Source code for prxteinmpnn.run.sampling

"""Core user interface for the PrxteinMPNN package."""

from __future__ import annotations

import logging
import sys
from typing import Any

import h5py
import jax
import jax.numpy as jnp

from prxteinmpnn.sampling.sample import make_sample_sequences
from prxteinmpnn.utils.decoding_order import random_decoding_order
from prxteinmpnn.utils.residue_constants import atom_order

from .prep import prep_protein_stream_and_model
from .specs import SamplingSpecification

logger = logging.getLogger(__name__)
logging.basicConfig(level=logging.INFO, stream=sys.stdout, force=True)



[docs]
def sample(
  spec: SamplingSpecification | None = None,
  **kwargs: Any,
) -> dict[str, Any]:
  """Sample new sequences for the given input structures.

  This function uses a high-performance Grain pipeline to load and process
  structures, then samples new sequences for each structure.

  Args:
      spec: An optional SamplingSpecification object. If None, a default will be created using
      kwargs, options are provided as keyword arguments. The following options can be set:
        inputs: A single or sequence of inputs (files, PDB IDs, etc.).
        chain_id: Specific chain(s) to parse from the structure.
        model: The model number to load.
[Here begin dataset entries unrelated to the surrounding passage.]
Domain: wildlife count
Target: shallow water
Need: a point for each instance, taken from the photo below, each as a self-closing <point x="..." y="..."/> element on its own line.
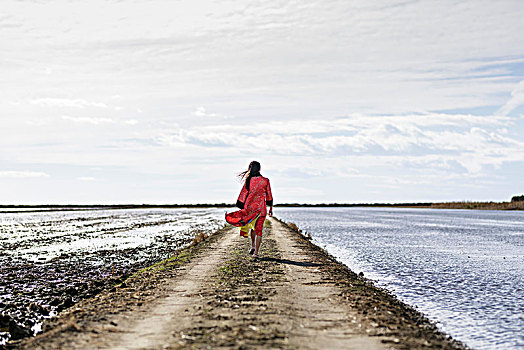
<point x="463" y="269"/>
<point x="57" y="258"/>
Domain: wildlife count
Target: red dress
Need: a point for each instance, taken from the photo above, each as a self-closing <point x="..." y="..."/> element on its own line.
<point x="253" y="202"/>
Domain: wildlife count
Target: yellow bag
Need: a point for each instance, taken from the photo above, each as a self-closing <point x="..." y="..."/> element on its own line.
<point x="244" y="230"/>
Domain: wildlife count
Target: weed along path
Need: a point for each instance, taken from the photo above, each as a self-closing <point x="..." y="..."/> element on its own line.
<point x="213" y="295"/>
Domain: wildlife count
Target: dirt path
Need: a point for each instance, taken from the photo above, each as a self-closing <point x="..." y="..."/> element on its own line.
<point x="216" y="296"/>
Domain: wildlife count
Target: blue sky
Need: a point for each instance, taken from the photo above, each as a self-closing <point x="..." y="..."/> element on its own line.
<point x="164" y="102"/>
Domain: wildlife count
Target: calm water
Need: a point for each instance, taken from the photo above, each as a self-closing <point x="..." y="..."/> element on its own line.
<point x="463" y="269"/>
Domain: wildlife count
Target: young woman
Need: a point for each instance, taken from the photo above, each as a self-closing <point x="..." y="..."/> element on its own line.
<point x="254" y="196"/>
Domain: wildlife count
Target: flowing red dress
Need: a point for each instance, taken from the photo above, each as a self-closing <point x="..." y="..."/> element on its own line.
<point x="253" y="203"/>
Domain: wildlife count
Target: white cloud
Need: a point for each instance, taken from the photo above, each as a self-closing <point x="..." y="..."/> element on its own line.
<point x="202" y="112"/>
<point x="22" y="174"/>
<point x="86" y="178"/>
<point x="516" y="100"/>
<point x="65" y="102"/>
<point x="89" y="120"/>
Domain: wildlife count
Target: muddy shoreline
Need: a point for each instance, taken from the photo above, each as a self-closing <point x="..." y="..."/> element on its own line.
<point x="55" y="261"/>
<point x="380" y="315"/>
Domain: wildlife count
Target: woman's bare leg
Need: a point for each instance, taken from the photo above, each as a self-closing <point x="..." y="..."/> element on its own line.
<point x="258" y="241"/>
<point x="252" y="238"/>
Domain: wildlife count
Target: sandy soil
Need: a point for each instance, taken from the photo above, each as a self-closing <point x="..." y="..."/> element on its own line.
<point x="213" y="295"/>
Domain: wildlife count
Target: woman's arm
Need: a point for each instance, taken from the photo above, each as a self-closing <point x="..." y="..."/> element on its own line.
<point x="269" y="198"/>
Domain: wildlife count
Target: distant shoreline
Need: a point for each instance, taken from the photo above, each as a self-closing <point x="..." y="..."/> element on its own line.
<point x="514" y="205"/>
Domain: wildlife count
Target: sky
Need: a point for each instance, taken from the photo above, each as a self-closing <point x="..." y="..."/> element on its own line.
<point x="144" y="101"/>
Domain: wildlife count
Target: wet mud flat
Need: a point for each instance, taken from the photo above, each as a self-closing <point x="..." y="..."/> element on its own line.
<point x="295" y="296"/>
<point x="49" y="263"/>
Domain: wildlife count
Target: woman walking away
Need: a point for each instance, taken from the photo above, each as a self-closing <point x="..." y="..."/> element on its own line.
<point x="253" y="198"/>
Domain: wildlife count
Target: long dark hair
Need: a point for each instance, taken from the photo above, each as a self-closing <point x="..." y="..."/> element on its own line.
<point x="252" y="171"/>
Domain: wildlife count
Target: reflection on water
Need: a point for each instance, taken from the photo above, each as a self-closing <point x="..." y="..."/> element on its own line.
<point x="463" y="269"/>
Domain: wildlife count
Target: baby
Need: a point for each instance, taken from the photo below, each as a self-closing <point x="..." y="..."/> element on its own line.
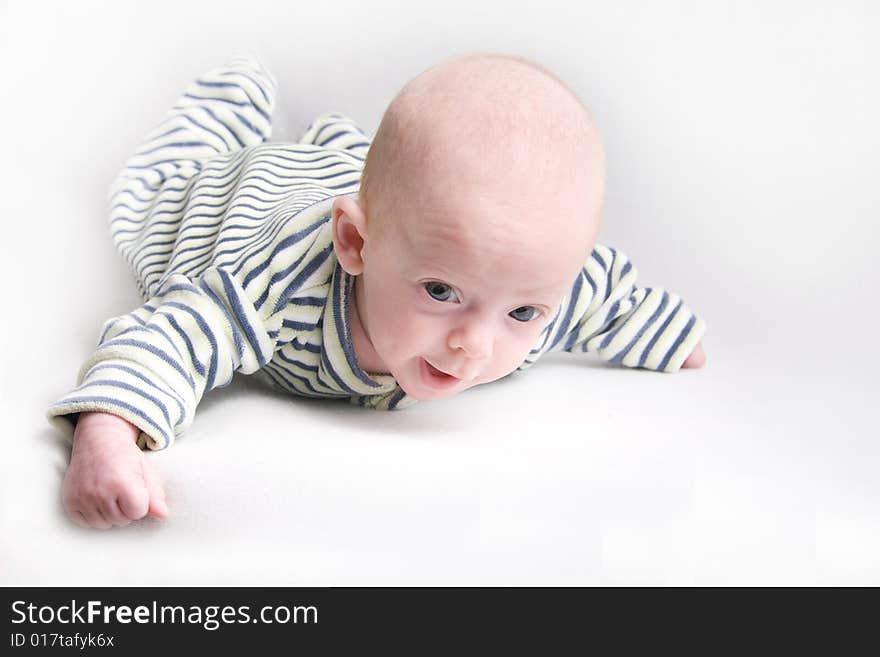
<point x="457" y="247"/>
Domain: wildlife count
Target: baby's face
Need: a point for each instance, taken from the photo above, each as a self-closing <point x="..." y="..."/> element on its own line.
<point x="457" y="293"/>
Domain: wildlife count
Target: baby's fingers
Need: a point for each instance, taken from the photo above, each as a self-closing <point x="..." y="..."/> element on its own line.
<point x="113" y="513"/>
<point x="158" y="507"/>
<point x="133" y="502"/>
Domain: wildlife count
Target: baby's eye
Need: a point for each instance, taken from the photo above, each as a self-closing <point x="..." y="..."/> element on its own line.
<point x="439" y="291"/>
<point x="524" y="313"/>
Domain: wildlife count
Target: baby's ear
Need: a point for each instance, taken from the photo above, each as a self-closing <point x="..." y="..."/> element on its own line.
<point x="349" y="231"/>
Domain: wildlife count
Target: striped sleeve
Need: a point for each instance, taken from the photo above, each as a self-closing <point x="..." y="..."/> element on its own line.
<point x="606" y="313"/>
<point x="153" y="365"/>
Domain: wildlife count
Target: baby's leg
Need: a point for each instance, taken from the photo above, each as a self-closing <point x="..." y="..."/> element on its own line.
<point x="337" y="131"/>
<point x="223" y="112"/>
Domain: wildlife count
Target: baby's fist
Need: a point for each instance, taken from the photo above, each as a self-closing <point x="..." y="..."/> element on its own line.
<point x="109" y="480"/>
<point x="697" y="358"/>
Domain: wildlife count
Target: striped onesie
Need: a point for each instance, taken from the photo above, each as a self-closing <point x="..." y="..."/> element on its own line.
<point x="229" y="239"/>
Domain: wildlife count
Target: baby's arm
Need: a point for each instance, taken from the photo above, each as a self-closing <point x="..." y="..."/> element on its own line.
<point x="109" y="480"/>
<point x="606" y="313"/>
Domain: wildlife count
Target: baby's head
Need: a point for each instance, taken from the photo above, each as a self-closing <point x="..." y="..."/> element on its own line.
<point x="480" y="201"/>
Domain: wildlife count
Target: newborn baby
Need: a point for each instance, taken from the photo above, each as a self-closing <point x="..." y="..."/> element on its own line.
<point x="457" y="247"/>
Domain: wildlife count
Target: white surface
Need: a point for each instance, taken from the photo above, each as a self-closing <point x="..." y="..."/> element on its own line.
<point x="743" y="174"/>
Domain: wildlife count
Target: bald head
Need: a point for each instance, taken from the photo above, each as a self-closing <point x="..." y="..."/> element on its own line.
<point x="484" y="124"/>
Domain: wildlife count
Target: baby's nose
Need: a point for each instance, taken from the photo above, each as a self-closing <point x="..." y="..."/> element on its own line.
<point x="474" y="340"/>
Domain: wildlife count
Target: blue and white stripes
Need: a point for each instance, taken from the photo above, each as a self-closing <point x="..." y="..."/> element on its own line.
<point x="606" y="313"/>
<point x="229" y="239"/>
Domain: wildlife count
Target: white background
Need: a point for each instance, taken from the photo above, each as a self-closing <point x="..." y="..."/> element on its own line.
<point x="742" y="142"/>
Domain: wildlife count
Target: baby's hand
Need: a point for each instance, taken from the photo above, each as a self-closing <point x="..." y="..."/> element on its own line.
<point x="109" y="480"/>
<point x="697" y="357"/>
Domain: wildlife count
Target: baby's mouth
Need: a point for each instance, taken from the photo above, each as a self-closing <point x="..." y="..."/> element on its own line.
<point x="437" y="372"/>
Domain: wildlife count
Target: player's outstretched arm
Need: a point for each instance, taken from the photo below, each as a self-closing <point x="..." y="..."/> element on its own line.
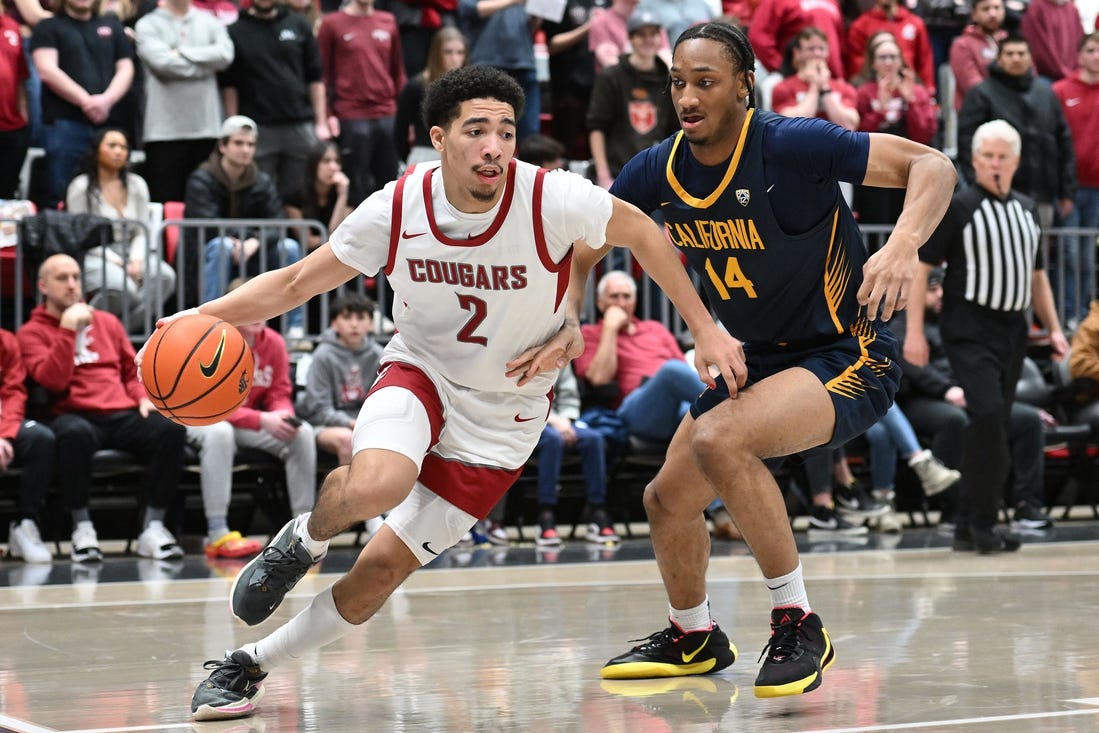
<point x="567" y="343"/>
<point x="630" y="228"/>
<point x="929" y="178"/>
<point x="273" y="292"/>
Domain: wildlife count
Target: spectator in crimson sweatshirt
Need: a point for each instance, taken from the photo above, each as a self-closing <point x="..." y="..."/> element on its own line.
<point x="1078" y="95"/>
<point x="82" y="357"/>
<point x="26" y="444"/>
<point x="1053" y="30"/>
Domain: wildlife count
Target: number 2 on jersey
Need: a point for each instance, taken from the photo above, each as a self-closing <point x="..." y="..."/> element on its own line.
<point x="734" y="278"/>
<point x="478" y="309"/>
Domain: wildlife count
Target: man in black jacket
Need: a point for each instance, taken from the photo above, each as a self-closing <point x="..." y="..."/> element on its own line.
<point x="1011" y="92"/>
<point x="231" y="186"/>
<point x="276" y="79"/>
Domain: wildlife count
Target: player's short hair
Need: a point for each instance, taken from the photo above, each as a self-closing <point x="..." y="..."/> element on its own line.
<point x="351" y="302"/>
<point x="998" y="130"/>
<point x="444" y="96"/>
<point x="540" y="150"/>
<point x="735" y="45"/>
If None, all models are loaded.
        altloc: The alternate location identifier to use.
        model_version: The model version to use.
        model_weights: The model weights to use.
        foldcomp_database: The FoldComp database to use for FoldComp IDs.
        random_seed: The random number generator key.
        backbone_noise: The amount of noise to add to the backbone.
        num_samples: The number of sequences to sample per structure/noise level.
        sampling_strategy: The sampling strategy to use.
        temperature: The sampling temperature.
        bias: An optional array to bias the logits.
        fixed_positions: An optional array of residue indices to keep fixed.
        iterations: Number of optimization iterations for "straight_through" sampling.
        learning_rate: Learning rate for "straight_through" sampling.
        batch_size: The number of structures to process in a single batch.
        num_workers: Number of parallel workers for data loading.
      **kwargs: Additional keyword arguments for structure loading.

  Returns:
      A dictionary containing sampled sequences, logits, and metadata.

  """
  if spec is None:
    spec = SamplingSpecification(**kwargs)

  if spec.output_h5_path:
    return _sample_streaming(spec)

  protein_iterator, model_parameters = prep_protein_stream_and_model(spec)
  sampler_fn = make_sample_sequences(
    model_parameters=model_parameters,
    decoding_order_fn=random_decoding_order,
    sampling_strategy=spec.sampling_strategy,
  )

  all_sequences, all_logits = [], []

  for batched_ensemble in protein_iterator:
    residue_mask = batched_ensemble.atom_mask[:, :, atom_order["CA"]]
    keys = jax.random.split(jax.random.key(spec.random_seed), spec.num_samples)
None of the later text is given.